Leer desde #1: El Comienzo
Troya Domínguez llega hasta la delegación limeña, en el desolador centro de Bahía Blanca. Por una desinfección, los consultorios están clausurados y el Enviado del Padre en la Tierra no encuentra al bolivariano Mendoza, lo que acrecienta su preocupación. Desde una puerta lejana se escuchan voces de un limeño juicio contra un viejo conocido de Domínguez: Roberto “Tito” Noche.
Cuando Tito Noche se enteró que iba a tener que mudar las instalaciones de Fauna de la plaza de Villa Mitre a los terrenos del Parque Independencia, se quiso matar. Durante días estuvo llevando troncos, muebles, alimento para animales y todo tipo de porquerías sin bajar del vehículo, para no hablar con nadie de Fauna, argumentándose a sí mismo que eran todos traidores.
Técnicamente, su rol como conductor y su rango de capitán lo hacían responsable de reconocer la mercadería, pero como los dos motorizados que iban con él estaban más familiarizados con los camiones, se desentendió del tema enseguida. Nunca leía los informes que firmaba. Ni siquiera se calentaba en preguntar a sus subordinados si necesitaban ayuda o si había ocurrido algún inconveniente. Su tarea se limitaba a conducir. Y todo, todo, todo el tiempo escuchaba la nueva radio de Cultura y Comunicación, Hablando de la Libertad. La nueva señal de la CyC, que ya contaba con otras tres emisoras en el desierto dial de la frecuencia modulada, era la primera en pasar rock argentino, todos los días, todas las noches, todo el tiempo y fue uno de los mimos que Juana Tizón, la hacedora de poetas, les dedicó a los Canabineros Junto al Socialismo por su aporte en la extinta guerra.

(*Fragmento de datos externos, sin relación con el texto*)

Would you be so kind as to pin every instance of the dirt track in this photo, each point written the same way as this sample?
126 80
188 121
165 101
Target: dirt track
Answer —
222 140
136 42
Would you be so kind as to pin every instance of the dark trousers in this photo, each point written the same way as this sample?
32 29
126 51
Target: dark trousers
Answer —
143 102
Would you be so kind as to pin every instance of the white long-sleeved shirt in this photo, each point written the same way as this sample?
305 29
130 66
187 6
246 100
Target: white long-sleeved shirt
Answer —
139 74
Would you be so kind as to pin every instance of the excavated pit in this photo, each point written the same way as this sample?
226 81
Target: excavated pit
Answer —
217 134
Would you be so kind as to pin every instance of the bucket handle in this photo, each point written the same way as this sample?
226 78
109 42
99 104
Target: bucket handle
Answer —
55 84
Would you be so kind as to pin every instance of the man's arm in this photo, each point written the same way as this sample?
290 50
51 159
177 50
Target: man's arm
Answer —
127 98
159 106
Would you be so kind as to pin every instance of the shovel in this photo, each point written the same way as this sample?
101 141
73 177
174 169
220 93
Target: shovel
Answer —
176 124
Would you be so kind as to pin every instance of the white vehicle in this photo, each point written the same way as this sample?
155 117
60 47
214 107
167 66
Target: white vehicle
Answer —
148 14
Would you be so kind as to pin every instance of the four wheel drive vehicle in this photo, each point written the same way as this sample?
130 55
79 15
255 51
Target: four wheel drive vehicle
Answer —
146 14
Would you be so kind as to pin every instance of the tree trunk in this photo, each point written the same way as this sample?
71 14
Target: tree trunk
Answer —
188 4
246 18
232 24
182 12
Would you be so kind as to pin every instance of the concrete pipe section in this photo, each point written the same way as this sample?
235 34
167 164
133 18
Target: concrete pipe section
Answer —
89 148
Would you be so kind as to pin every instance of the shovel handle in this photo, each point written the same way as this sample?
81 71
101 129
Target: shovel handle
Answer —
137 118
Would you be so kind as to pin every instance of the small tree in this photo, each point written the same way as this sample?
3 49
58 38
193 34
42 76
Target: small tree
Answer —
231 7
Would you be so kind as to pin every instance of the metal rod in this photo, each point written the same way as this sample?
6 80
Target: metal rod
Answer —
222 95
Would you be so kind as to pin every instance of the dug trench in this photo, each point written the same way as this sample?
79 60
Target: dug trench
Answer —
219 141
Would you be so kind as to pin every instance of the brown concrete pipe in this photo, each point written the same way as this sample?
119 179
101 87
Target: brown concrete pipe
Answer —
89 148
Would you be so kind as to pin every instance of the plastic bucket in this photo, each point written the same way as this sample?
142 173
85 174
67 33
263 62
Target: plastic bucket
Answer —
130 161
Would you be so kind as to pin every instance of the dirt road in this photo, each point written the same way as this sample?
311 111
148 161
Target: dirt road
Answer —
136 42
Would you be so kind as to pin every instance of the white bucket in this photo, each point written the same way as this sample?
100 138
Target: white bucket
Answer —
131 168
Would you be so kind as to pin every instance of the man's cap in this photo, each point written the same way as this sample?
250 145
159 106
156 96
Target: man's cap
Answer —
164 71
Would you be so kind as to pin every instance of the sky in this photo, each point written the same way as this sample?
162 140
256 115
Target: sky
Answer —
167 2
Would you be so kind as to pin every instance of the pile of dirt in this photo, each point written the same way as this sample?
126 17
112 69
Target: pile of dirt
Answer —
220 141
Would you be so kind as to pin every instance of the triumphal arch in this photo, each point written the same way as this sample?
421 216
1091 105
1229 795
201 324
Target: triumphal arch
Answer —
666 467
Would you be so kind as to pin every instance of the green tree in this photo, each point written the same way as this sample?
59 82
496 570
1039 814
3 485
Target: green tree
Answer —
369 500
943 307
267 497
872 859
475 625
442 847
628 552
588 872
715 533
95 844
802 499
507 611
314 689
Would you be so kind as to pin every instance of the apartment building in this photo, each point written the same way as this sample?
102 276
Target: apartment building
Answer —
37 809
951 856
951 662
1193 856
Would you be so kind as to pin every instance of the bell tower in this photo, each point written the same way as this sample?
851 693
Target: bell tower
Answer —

― ¿Puedo poner una canción? ―una tercera voz, que Troya tampoco había escuchado antes, parecía divertida con la situación.
El cabo Mendoza seguía sin aparecer cuando empezó a sonar “Gran Lady”, desde la habitación del juicio. Troya reconoció la canción casi al instante: tanto el Gordo Yebra como el Chivo eran fanáticos de los Redondos, desde antes de la guerra. Con dificultades para controlar su ansiedad, el subteniente Domínguez cogoteaba en cada esquina, buscando señales del soldado bolivariano, sin querer abandonar del todo la puerta de los consultorios.
― ¿Es necesario hacer sufrir al perro? ―se quejó El Rey de la Manada, cuando la canción dio paso a la voz del Indio Solari, y el animal empezó a aullar, entre el miedo y la histeria, con tanta fuerza que Troya dejó de escuchar la canción―. Doctor Bautista, por el bien del animal, puede parar la música ―ordenó el teniente de Fauna, serio como un informe escrito, luego de unas pocas estrofas. La canción se apagó al instante y el animal, por fin, se calló―. Este perro iba a ser el mejor buscador de pólvora que jamás haya tenido la RSL y por culpa de un infradotado ahora le tiene miedo a la gente y a los ruidos fuertes. Nos pasamos días pensando que era el cambio de lugar, o que quizás había tenido un problema con algún perro de allá, hasta que alguien puso la radio y empezó a sonar esta ―la voz del Rey de la Manada se detuvo, probablemente a pensar la palabra―, canción. Odia esa canción y cuando empieza a cantar el ―otra pausa― hombre. Es como si lo estuvieran matando.
― El “hombre” se llama Indio Solari ―con el paso de los años, Tito Noche había aprendido a ser realmente insoportable―. Si no tratan con más respeto a los próceres me voy a mi casa.
― Y no es sólo esto ―continuó el abogado Bautista, que Troya se preguntó si era el mismo Bautista que comandaba la Delegación Este, del que el Gordo Yebra hablaba pestes cada vez que surgía en una conversación―. El animal estuvo rengo una semana, por un esguince, y se le descubrieron tres magullones más, propios de haber viajado en un vehículo conducido en forma imprudente.
― Eso es una infamia ―se quejó Noche, el motociclista más escurridizo de la RSL―. Una payasada política de los “bobivarianos”.
― Tenemos testigos que lo vieron bebiendo, señor ―retrucó el abogado.
― ¡Tomaba de esa porquería que prepara él mismo! ―aportó una nueva voz, intempestiva― ¡Y nunca se bajó del camión para controlar nada!
Justo en ese momento, por el extremo opuesto del pasillo, apareció el cabo Mendoza con toda su cara de boludo.